Borough Administrator Stanley Sickels, who sits on the planning board, contends that the borough can require developers who obtain planning approvals in the interim to comply with whatever affordable housing obligations exist at the time they seek their building permits.

“Whatever we’re required to do at the appropriate time, we’ll do at the appropriate time,” Wayne Peck, Coffenberg’s attorney, told the board.

In fact, the same issue came up earlier in last night’s meeting, when developer Anthony Busch asked for what he might have thought of as a routine extension of an approval he won in 2006 for a residential project called Riverwalk, on Mechanic Street. Instead, the discussion turned somewhat heated when Sickels told him that he, too, might be required to set aside more affordable units if the rules change before he starts construction.

“I think it’s inappropriate to be reaching back,” Busch’s attorney, Gordon Gemma told the board. “But we’ll see what happens.”

Under current ordinances, Coffenberg’s affordable housing obligation “will never be less than two,” board attorney Michael Leckstein told Peck.

Coffenberg might have had a harder time. He’d originally planned to tweak the last plan, which he acquired from Building and Land Technology, a development entity whose 2003 plan for the site was approved by the board but kicked back for a do-over by a Superior Court judge after a ruling of a potential conflict of interest. That plan called for residential development only on the parcel, at the southeast corner of Monmouth and West streets.
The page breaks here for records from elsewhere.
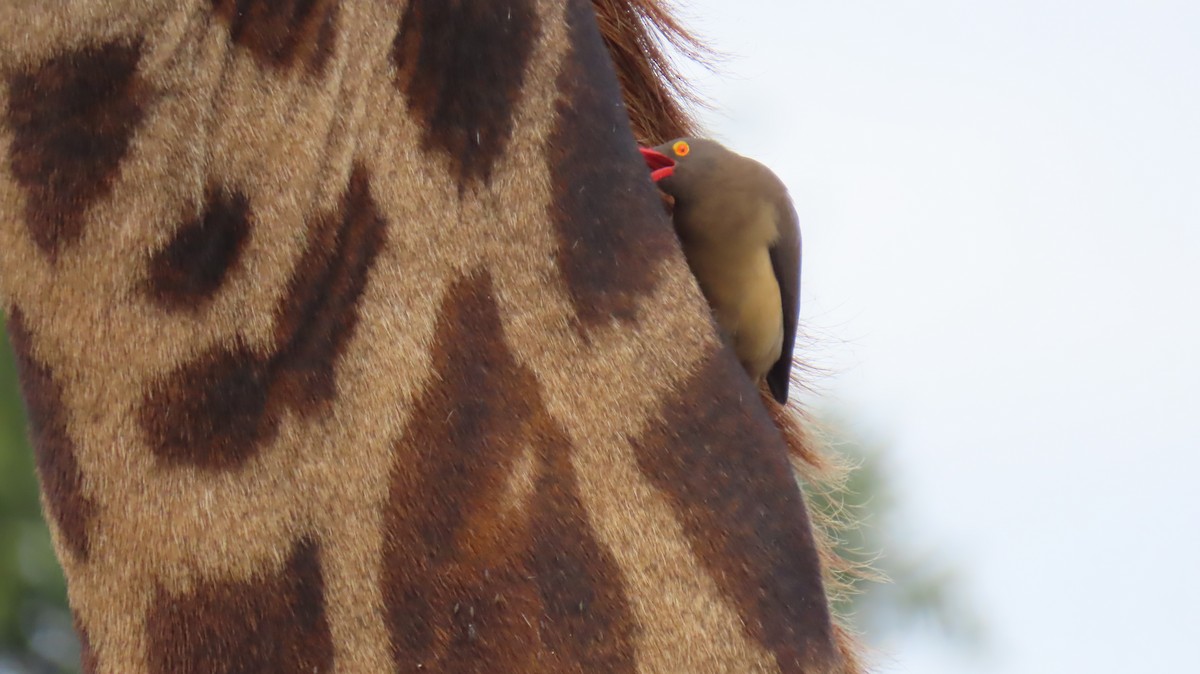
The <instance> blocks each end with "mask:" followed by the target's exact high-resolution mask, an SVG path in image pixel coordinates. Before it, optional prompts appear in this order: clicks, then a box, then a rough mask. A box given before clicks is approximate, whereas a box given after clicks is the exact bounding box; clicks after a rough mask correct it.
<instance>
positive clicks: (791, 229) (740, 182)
mask: <svg viewBox="0 0 1200 674" xmlns="http://www.w3.org/2000/svg"><path fill="white" fill-rule="evenodd" d="M638 150H640V151H641V154H642V157H643V160H644V161H646V164H647V167H648V168H649V169H650V177H652V180H653V181H654V182H655V183H656V185H658V187H659V189H661V191H662V192H664V193H666V194H667V195H670V197H671V198H673V199H674V207H673V213H672V221H673V224H674V229H676V234H677V235H678V236H679V242H680V243H682V246H683V252H684V255H685V258H686V260H688V266H689V267H690V269H691V272H692V275H694V276H695V277H696V282H697V283H698V285H700V289H701V291H702V293H703V294H704V299H706V300H708V303H709V306H710V307H712V309H713V314H714V318H715V319H716V324H718V325H719V326H720V329H721V330H722V331H724V332H725V335H726V336H727V338H728V339H730V342H731V345H732V347H733V351H734V353H736V354H737V356H738V360H739V361H740V362H742V367H743V368H744V369H745V371H746V374H749V375H750V378H751V379H752V380H754V381H755V383H756V384H757V383H760V381H762V379H764V378H766V380H767V386H768V389H769V390H770V395H772V397H773V398H774V399H775V401H776V402H778V403H780V404H787V393H788V385H790V380H791V371H792V350H793V348H794V344H793V343H794V341H796V325H797V321H798V319H799V308H800V305H799V299H800V295H799V290H800V229H799V223H798V218H797V216H796V207H794V206H793V205H792V199H791V197H790V195H788V193H787V188H786V187H785V186H784V182H782V181H781V180H780V179H779V176H776V175H775V174H774V173H772V170H770V169H768V168H767V167H764V166H763V164H761V163H758V162H756V161H755V160H751V158H749V157H743V156H742V155H738V154H737V152H733V151H732V150H728V149H727V148H725V146H724V145H721V144H720V143H718V142H715V140H709V139H704V138H691V137H688V138H677V139H674V140H670V142H667V143H664V144H661V145H658V146H655V148H644V146H640V148H638Z"/></svg>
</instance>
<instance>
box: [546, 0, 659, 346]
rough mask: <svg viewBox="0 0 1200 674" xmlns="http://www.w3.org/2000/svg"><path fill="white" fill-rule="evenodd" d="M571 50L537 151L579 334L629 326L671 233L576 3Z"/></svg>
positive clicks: (588, 9) (575, 2)
mask: <svg viewBox="0 0 1200 674" xmlns="http://www.w3.org/2000/svg"><path fill="white" fill-rule="evenodd" d="M566 20H568V24H569V30H570V42H571V50H570V54H569V55H568V58H566V59H565V61H564V64H563V68H562V71H560V72H559V74H558V89H559V98H558V106H557V113H558V122H557V125H556V127H554V132H553V134H552V136H551V138H550V142H548V144H547V155H548V157H550V162H551V173H552V175H553V201H552V205H551V216H552V217H553V221H554V225H556V228H557V231H558V253H557V257H558V269H560V270H563V275H564V277H565V281H566V288H568V290H569V293H570V296H571V300H572V303H574V306H575V311H576V314H577V315H578V317H580V320H581V323H582V324H583V327H586V329H587V327H594V326H600V325H605V324H607V323H608V321H611V320H612V319H614V318H616V319H619V320H624V321H632V320H634V319H635V318H636V308H637V299H638V296H641V295H642V294H644V293H647V291H649V290H652V289H653V288H654V284H655V283H656V281H658V276H659V273H658V270H659V261H660V260H661V259H662V258H665V257H666V255H667V254H668V253H670V251H671V249H672V247H673V246H676V242H674V234H673V233H672V230H671V223H670V221H668V219H667V218H666V217H664V215H662V206H661V200H660V198H659V195H658V191H656V189H655V188H654V185H653V183H652V182H650V179H649V175H648V174H647V173H646V167H644V163H642V162H641V160H640V156H638V152H637V148H636V144H635V143H634V140H632V136H631V132H630V128H629V119H628V115H626V114H625V110H624V108H622V107H620V106H613V101H619V100H620V88H619V86H618V85H617V78H616V76H614V74H613V70H612V62H611V61H610V60H608V53H607V52H606V50H605V47H604V44H602V43H601V41H600V34H599V32H598V30H596V25H595V20H594V18H593V16H592V7H590V5H589V4H588V2H587V1H586V0H571V1H570V2H568V8H566Z"/></svg>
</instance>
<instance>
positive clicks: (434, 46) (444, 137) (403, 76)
mask: <svg viewBox="0 0 1200 674" xmlns="http://www.w3.org/2000/svg"><path fill="white" fill-rule="evenodd" d="M540 31H541V28H540V22H539V18H538V12H536V8H535V7H534V1H533V0H456V1H451V2H448V1H445V0H412V1H410V2H408V4H407V5H406V7H404V13H403V16H401V19H400V28H398V30H397V32H396V38H395V41H394V42H392V48H391V61H392V65H394V66H395V67H396V86H397V88H398V89H400V90H401V91H402V92H403V94H404V98H406V101H407V102H408V107H409V109H410V112H412V113H413V114H414V115H415V116H416V118H418V119H419V120H420V121H421V125H420V126H421V128H422V133H424V136H422V139H421V144H422V148H424V149H425V150H431V149H433V150H439V151H442V152H443V154H444V155H445V156H446V158H449V160H450V167H451V173H452V174H454V175H455V177H456V179H457V181H458V187H460V189H462V188H463V187H466V186H467V183H468V182H470V181H475V180H482V181H485V182H486V181H487V180H488V177H491V171H492V167H493V164H494V163H496V161H497V160H498V158H499V156H500V155H502V154H503V152H504V146H505V145H506V144H508V142H509V137H510V136H511V133H512V113H514V108H515V107H516V102H517V98H518V96H520V95H521V89H522V86H523V85H524V77H526V66H527V65H528V61H529V56H530V55H532V54H533V46H534V42H535V41H536V38H538V35H539V34H540Z"/></svg>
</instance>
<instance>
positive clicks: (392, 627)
mask: <svg viewBox="0 0 1200 674" xmlns="http://www.w3.org/2000/svg"><path fill="white" fill-rule="evenodd" d="M432 355H433V372H434V374H433V375H432V377H431V384H430V386H428V387H427V389H426V391H425V393H424V395H422V396H421V397H420V399H419V401H418V402H416V404H415V405H414V409H413V413H412V415H410V419H412V420H413V425H412V427H409V428H408V429H407V432H406V435H404V438H403V439H402V440H401V441H400V443H398V445H397V452H398V453H400V456H401V457H402V458H401V459H400V461H397V463H396V468H395V469H394V474H392V477H391V488H390V498H389V505H388V511H386V513H385V528H386V536H385V543H384V546H385V547H384V556H383V560H382V564H383V592H384V604H385V606H386V607H388V609H386V610H388V613H386V622H388V627H389V631H390V634H391V645H392V654H394V657H395V661H396V664H397V667H398V668H400V670H402V672H408V670H421V672H554V673H558V672H614V673H622V672H632V670H634V664H635V660H634V650H632V643H634V636H635V630H636V626H635V624H634V621H632V620H634V619H632V615H631V612H630V609H629V606H628V602H626V598H625V591H624V583H623V580H622V578H620V571H619V568H618V567H617V564H616V560H614V559H613V558H612V555H611V554H610V553H608V552H607V550H606V549H604V548H602V547H601V546H600V543H599V542H598V541H596V538H595V535H594V532H593V531H592V529H590V525H589V524H588V522H587V517H586V513H584V511H583V506H582V505H581V503H580V497H578V487H577V485H576V479H575V474H574V469H572V467H571V463H570V458H569V452H570V444H569V441H568V439H566V437H565V433H563V431H562V429H560V428H559V427H558V425H557V422H554V420H553V419H552V417H551V416H550V414H548V413H547V411H546V410H545V408H544V407H542V402H541V396H540V389H539V384H538V380H536V378H535V375H534V374H533V372H530V371H529V369H528V368H526V367H524V366H522V365H520V363H518V362H516V360H515V359H514V356H512V354H511V353H510V351H509V350H508V348H506V347H505V344H504V336H503V329H502V325H500V319H499V309H498V307H497V305H496V300H494V299H493V296H492V282H491V278H490V277H488V276H487V275H486V272H479V273H476V275H475V276H473V277H468V278H462V279H460V281H457V282H456V283H454V284H452V287H451V288H450V289H449V290H448V293H446V296H445V300H444V302H443V307H442V313H440V317H439V320H438V325H437V327H436V330H434V341H433V348H432ZM526 452H532V453H533V457H534V459H533V461H534V468H533V471H534V485H535V487H534V491H533V494H534V495H533V497H532V498H530V499H529V503H526V504H518V505H517V506H516V507H512V508H505V507H502V506H503V505H504V499H505V497H506V495H509V494H510V493H511V492H510V491H509V489H506V481H508V479H509V477H510V473H511V471H512V469H514V467H515V465H516V464H517V462H518V461H520V459H521V457H522V456H526ZM431 489H436V491H434V492H431Z"/></svg>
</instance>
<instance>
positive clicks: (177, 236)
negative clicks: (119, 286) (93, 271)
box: [145, 186, 250, 311]
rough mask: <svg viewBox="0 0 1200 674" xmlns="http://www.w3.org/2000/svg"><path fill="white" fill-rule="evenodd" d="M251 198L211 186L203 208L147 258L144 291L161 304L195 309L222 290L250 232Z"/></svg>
mask: <svg viewBox="0 0 1200 674" xmlns="http://www.w3.org/2000/svg"><path fill="white" fill-rule="evenodd" d="M248 218H250V200H248V199H247V198H246V195H245V194H244V193H241V192H236V191H229V189H224V188H221V187H216V186H210V187H209V189H208V191H206V193H205V198H204V211H203V212H202V213H200V215H199V216H197V217H194V218H191V219H190V221H188V222H186V223H185V224H184V225H181V227H179V228H178V229H176V230H175V235H174V236H173V237H172V240H170V242H169V243H167V246H166V247H163V248H162V249H161V251H158V252H157V253H155V255H154V257H152V258H151V260H150V277H149V279H148V281H146V284H145V290H146V293H148V294H149V295H150V297H151V299H152V300H154V301H155V302H157V303H158V305H160V306H162V307H164V308H167V309H173V311H198V309H199V308H202V307H203V306H205V305H206V303H208V302H209V300H211V299H212V296H214V295H215V294H216V291H217V290H218V289H220V288H221V283H222V282H224V278H226V275H227V273H228V271H229V269H230V267H232V266H233V265H234V264H236V261H238V259H239V258H240V257H241V252H242V247H244V246H245V243H246V239H247V236H248V235H250V222H248Z"/></svg>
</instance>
But when Red Bank RiverCenter was expanded from the downtown to a portion of the West Side last year, Coffenberg said he was excited by the opportunity to offer street-level retail that would fit with the RiverCenter’s objective of extending storefronts along Monmouth.
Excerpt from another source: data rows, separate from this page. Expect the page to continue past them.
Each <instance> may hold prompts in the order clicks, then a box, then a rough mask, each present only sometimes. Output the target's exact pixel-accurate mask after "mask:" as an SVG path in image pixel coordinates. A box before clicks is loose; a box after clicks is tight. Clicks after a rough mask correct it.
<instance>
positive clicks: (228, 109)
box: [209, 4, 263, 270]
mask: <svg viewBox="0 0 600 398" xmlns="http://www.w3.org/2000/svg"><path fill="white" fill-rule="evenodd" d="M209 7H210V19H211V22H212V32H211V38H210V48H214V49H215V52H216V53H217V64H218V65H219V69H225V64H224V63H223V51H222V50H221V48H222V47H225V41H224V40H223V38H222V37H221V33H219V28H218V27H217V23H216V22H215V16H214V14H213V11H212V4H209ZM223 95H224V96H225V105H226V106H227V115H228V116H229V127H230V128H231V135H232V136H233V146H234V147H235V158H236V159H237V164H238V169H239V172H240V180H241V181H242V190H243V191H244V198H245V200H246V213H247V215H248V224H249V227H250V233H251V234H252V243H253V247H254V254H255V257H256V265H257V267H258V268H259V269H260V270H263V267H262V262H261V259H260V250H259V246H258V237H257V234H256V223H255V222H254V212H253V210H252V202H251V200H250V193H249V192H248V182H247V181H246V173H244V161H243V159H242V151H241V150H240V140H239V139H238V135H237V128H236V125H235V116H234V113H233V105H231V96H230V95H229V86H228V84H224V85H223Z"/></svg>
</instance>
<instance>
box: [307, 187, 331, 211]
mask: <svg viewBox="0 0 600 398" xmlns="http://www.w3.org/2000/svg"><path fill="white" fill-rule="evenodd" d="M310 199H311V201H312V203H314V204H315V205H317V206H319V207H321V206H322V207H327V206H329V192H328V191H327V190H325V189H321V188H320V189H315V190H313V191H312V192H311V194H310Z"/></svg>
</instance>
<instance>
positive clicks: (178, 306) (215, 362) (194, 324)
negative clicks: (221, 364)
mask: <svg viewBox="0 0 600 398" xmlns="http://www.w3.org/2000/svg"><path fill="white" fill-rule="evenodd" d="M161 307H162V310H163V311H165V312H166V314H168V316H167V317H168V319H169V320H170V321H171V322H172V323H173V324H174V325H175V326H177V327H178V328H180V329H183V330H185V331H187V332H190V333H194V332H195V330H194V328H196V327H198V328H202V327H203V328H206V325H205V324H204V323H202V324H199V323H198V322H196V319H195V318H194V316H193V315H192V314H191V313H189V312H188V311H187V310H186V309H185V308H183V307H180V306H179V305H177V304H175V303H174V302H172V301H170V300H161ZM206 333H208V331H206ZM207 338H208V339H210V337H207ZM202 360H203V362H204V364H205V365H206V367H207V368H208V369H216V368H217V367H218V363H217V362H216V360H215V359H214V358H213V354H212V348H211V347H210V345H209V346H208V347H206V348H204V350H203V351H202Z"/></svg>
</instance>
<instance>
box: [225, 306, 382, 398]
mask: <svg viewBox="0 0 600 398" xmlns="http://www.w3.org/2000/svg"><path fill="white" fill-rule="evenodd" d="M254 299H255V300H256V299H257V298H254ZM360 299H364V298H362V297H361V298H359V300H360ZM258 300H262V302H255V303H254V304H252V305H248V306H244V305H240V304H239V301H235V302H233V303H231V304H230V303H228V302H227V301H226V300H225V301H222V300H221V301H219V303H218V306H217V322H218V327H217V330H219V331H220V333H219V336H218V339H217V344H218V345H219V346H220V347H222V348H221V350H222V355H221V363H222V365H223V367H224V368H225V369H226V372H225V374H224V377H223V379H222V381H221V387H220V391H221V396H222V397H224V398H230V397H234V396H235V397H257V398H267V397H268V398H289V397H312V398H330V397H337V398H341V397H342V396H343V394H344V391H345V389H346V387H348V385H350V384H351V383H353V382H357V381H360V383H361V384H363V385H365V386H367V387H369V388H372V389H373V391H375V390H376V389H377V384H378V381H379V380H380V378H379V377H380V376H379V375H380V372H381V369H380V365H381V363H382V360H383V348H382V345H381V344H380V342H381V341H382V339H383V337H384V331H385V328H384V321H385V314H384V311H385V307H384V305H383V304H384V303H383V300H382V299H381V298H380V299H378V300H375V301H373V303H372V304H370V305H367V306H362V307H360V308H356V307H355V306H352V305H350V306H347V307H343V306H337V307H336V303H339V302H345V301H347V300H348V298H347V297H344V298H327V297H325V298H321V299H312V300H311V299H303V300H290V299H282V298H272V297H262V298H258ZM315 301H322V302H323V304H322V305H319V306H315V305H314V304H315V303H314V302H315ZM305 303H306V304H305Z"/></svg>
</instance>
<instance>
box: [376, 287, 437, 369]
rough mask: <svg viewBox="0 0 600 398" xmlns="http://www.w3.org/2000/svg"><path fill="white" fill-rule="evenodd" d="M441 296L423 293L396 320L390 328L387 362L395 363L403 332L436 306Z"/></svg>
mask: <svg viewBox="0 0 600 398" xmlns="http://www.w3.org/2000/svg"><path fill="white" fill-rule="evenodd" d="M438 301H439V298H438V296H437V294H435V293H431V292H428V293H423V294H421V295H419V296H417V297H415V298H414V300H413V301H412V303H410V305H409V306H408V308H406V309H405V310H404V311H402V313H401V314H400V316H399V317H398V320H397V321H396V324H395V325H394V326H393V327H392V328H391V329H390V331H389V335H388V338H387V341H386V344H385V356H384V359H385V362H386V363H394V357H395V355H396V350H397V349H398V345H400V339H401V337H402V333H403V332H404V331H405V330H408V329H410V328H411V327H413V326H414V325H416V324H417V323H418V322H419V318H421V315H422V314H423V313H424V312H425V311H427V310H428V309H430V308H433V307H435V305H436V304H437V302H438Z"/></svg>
“We wanted to do a conforming project,” or one that would require as few variances as possible, he said.

In the end, Coffenberg’s project, now dubbed Courtyard at Monmouth, required variances only for the setback distance from the street and about a dozen parking spaces.

“How many other projects of this size have so few variances in Red Bank?” said engineer Bryan Luoma. “None.”

Coffenberg said he will seek a waiver from the Two Rivers Water Reclamation Authority for sewer connections, based on the number of existing connections from the site and other factors. If approved, he said, he’s ready to start construction by summer.